Нельзя было определить, слушал Арамис или нет: опущенные глаза свидетельствовали о его внимании, а нервные движения пальцев — о том, что он поглощен какой-то мыслью.
— Итак, — продолжал Безмо, — сносная птица обходится мне в полтора ливра, а хорошая рыба — в четыре или пять. В Бастилии еда полагается три раза в день; заключенным делать нечего, вот они и кушают; человек, на которого отпускается десять ливров, обходится мне в семь с половиной ливров.
— А ведь только что вы сказали мне, что десятиливровых вы кормите так же, как и пятнадцатиливровых.
— Да.
— Значит, на последних вы зарабатываете семь с половиной ливров?
— Надо же изворачиваться! — буркнул Безмо, видя, что попался.
— Вы правы, дорогой комендант. Ведь у вас есть и такие арестанты, на которых отпускается меньше десяти ливров?
— Как же: горожане и стряпчие.
— Сколько же на них отпускается?
— По пяти ливров.
— А они тоже хорошо едят?
— Еще бы! Только, понятно, им не каждый день дают камбалу да пулярок или испанское вино, но три-то раза в неделю у них бывает хороший стол.
— Но ведь это филантропия, дорогой комендант. Вы разоритесь!
— Нет. Если пятнадцатиливровый не доел своего цыпленка или десятиливровый оставил что-нибудь, я посылаю это пятиливровым; для бедняг это целый пир. Что поделать! Надо быть сострадательным.
— А сколько приблизительно остается вам от пяти ливров?
— Тридцать су.
— Какой же вы честный человек, Безмо!
— Благодарю вас, ваше преосвященство. Мне кажется, что вы правы. Но знаете ли, о ком я больше всего пекусь?
— О ком?
— О мелких торговцах и писарях, на которых отпускается по три ливра. Им не часто случается видеть рейнских карпов или ла-маншских осетров.
— А разве от пятиливровых не бывает остаточков?
— Ах, монсеньор, не думайте, что я такой скряга; эти мещане и писари не помнят себя от счастья, когда я даю им крылышко куропатки, козье филе или кусочек пирога с трюфелями — словом, такие блюда, какие им и во сне не снились; они едят, пьют, кричат за десертом «да здравствует король!» и благословляют Бастилию; каждое воскресенье я их угощаю двумя бутылками шампанского, которое обходится мне по пяти су. О, эти бедняги превозносят меня и с большим сожалением выходят из тюрьмы. Знаете, что я подметил?
— Что?
— Я подметил… это мне очень на руку. Я подметил, что некоторые заключенные по выходе на свободу очень скоро снова попадают сюда. И все это из-за моей кухни. Ей-богу!

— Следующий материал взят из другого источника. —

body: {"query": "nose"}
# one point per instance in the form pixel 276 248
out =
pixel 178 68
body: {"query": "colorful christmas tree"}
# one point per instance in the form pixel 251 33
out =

Арамис недоверчиво улыбнулся.
— Вы улыбаетесь?
— Да.
— Уверяю вас, что некоторые имена заносятся у нас в список три раза в течение двух лет.
— Хотел бы я взглянуть на этот список!
— Что ж, пожалуй! Хотя у нас запрещается показывать такие документы посторонним лицам.
— Еще бы!
— Но если вы, монсеньор, желаете увидеть собственными глазами…
— С большим удовольствием.
— Вот, извольте!
Безмо подошел к шкафу и вынул оттуда большую книгу. Арамис ждал с горячим нетерпением. Безмо вернулся, положил книгу на стол, полистал ее и остановился на букве М.
— Вот, взгляните: Мартинье, январь тысяча шестьсот пятьдесят девятого и июнь тысяча шестьсот шестидесятого. Мартинье, март тысяча шестьсот шестьдесят первого — памфлеты, мазаринады[*] и т. д. Вы понимаете, что это только предлог. Кто за мазаринады попадает в Бастилию? Просто сам молодчик наклепал на себя, чтобы попасть сюда. А с какой целью? С целью лакомиться моей едой за три ливра.